Corn futures were mixed with losses in nearby contracts. Corn closed 12 3/4 cents lower at $7.41 and 3/4 and the July contract closed 6 1/4 cents lower at $7.12 and 1/2. The market saw slight downward trading overnight which carried over into the session. Corn futures continue to bob, bouncing between Russian and Ukrainian peace talks and Russian aggression in the Black Sea region. Trade expectations with China remain uncertain amid trading partner COVID lockdowns and shifting global grain availability. The market is also watching the weather in South America as the safrinha crop in Brazil and Argentina needs moisture. The long-term prospects for the US corn market remain strong given the expected loss of Ukrainian corn exports. That opens the door for more US exports, particularly to China. Strong ethanol supply keeps margins thin amid limited demand as drivers travel less and see gas prices rise. Markets will be watching reactions to the Federal Reserve raising short-term interest rates. Expected frosts in Texas, which already grows nearly a quarter of that state’s corn crop, could have a minor impact on the market. Harvest conditions and planting weather are becoming a bigger factor in the market as we head into April.

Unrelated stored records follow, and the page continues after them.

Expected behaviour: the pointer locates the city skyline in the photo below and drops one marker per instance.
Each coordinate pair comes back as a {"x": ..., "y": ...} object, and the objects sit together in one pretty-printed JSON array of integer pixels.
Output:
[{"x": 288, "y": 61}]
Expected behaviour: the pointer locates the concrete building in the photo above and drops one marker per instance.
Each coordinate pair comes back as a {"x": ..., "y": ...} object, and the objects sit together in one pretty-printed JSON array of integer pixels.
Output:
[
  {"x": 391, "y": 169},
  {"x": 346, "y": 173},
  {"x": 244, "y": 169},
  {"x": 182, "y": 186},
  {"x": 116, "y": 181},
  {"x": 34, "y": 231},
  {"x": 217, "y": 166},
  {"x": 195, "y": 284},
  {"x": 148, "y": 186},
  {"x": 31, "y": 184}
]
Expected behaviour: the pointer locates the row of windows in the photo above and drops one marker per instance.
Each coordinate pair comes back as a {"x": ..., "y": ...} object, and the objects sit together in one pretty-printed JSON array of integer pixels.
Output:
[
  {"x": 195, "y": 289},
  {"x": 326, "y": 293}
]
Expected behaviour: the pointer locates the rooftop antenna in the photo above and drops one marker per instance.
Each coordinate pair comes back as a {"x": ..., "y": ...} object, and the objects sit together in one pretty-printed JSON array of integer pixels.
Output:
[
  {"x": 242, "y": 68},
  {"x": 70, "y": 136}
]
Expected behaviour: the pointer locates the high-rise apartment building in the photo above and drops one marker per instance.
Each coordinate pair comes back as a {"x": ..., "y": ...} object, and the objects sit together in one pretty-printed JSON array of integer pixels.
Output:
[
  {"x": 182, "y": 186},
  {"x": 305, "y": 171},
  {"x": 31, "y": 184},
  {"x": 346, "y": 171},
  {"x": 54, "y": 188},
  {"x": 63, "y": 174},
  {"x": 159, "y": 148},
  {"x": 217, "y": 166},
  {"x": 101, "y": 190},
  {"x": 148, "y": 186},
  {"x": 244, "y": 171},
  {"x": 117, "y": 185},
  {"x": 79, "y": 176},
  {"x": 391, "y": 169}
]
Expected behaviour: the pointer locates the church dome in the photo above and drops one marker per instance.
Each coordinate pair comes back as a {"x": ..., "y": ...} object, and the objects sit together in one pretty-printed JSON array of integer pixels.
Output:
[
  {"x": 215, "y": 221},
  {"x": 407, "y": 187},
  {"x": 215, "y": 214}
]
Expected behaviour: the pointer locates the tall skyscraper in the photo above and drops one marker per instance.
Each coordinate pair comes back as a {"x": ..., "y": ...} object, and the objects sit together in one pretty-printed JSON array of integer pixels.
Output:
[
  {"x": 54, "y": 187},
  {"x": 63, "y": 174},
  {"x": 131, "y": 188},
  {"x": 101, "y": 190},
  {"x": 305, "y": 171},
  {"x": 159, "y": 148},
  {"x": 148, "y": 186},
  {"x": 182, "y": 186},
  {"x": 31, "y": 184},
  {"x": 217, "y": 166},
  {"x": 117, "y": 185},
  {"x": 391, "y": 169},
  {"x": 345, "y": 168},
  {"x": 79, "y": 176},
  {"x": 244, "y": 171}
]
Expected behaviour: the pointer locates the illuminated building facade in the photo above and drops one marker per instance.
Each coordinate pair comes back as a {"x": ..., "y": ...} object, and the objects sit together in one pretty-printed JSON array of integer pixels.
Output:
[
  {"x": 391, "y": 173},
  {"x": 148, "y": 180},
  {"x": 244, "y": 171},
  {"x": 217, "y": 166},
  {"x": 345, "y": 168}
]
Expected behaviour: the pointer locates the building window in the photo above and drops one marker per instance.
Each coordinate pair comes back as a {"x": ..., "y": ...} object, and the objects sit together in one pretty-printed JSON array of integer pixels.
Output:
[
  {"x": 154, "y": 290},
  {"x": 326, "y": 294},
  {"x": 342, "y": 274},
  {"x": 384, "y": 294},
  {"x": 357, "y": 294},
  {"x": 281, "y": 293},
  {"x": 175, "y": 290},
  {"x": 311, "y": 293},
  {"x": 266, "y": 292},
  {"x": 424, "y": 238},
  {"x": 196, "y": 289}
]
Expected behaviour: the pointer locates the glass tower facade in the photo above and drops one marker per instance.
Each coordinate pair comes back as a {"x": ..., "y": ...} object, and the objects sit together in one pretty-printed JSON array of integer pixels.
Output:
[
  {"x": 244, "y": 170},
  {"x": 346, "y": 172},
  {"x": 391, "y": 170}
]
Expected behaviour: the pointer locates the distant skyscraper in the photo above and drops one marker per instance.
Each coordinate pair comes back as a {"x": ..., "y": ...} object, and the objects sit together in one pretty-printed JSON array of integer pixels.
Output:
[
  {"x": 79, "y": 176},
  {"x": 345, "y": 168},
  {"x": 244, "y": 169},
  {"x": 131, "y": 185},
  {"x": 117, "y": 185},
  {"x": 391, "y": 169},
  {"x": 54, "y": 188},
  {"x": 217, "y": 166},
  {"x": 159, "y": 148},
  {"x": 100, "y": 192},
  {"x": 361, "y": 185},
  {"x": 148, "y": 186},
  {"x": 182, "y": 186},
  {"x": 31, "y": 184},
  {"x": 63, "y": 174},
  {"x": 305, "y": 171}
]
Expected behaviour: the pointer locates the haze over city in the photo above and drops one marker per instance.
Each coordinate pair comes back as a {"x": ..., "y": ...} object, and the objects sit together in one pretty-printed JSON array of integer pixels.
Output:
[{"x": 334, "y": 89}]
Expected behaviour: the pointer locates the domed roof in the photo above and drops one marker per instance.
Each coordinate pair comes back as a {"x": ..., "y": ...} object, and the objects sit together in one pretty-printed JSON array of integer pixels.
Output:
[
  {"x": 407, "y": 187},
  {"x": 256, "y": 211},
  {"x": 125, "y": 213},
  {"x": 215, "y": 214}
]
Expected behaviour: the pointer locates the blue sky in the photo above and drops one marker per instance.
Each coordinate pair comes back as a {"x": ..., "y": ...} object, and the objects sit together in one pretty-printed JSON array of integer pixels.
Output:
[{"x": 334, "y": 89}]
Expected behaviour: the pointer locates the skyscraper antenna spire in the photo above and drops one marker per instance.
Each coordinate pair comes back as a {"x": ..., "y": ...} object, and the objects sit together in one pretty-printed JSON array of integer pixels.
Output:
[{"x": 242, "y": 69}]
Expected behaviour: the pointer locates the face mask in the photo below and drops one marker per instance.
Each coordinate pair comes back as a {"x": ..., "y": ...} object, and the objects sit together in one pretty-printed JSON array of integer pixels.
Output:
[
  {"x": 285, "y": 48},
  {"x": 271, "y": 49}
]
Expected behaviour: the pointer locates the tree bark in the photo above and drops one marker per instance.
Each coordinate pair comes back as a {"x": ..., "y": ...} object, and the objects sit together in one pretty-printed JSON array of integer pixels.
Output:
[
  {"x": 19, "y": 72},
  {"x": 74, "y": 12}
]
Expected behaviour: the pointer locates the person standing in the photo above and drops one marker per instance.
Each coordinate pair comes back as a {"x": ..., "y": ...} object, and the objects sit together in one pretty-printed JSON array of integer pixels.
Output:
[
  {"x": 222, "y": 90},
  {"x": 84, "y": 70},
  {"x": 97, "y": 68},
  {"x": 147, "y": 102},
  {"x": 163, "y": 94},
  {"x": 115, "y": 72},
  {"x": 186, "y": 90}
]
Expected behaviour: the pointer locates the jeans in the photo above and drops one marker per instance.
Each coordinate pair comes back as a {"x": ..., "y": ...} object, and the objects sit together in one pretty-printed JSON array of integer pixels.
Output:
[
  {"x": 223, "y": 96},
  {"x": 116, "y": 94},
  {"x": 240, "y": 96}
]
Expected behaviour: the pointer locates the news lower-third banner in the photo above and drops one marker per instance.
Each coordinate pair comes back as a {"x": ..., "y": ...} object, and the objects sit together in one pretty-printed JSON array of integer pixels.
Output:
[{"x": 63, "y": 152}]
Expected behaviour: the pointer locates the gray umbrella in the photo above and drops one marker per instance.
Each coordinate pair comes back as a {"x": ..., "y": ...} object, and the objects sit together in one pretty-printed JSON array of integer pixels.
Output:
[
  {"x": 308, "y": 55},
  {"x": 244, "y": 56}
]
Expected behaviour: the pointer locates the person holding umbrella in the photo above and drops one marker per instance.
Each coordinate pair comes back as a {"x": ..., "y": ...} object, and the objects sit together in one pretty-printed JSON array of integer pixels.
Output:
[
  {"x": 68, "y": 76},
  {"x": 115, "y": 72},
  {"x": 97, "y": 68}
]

Wheat futures maintained their wild trend, closing sharply lower on the day as they tracked humidity in the prairie states, which were hit hard by the winter drought. May Chicago led the way down – shedding 34 and 1/4 cents at $1063 and 3/4, May Kansas City closed 21 3/4 cents lower at $10.70 and 1/2, and May Minneapolis closed 18 3/4 cents lower at $10.60 and 1/4. The market continues to monitor developments in the Russian-Ukrainian conflict. The complex has been on a whirlwind roller coaster ride, trading significantly lower on the rumble of peace talks and significantly higher on Russian advances. Some traders may pull out of the market towards the end of the week to clear their positions over the weekend. May’s Chicago contract led the way down, losing almost 30 cents after midday. Grain markets across the board continue to have a few wild cards that are difficult to explain: the impact of inflation on grains and the impact of a Federal Reserve raising short-term interest rates for the first time since 2018.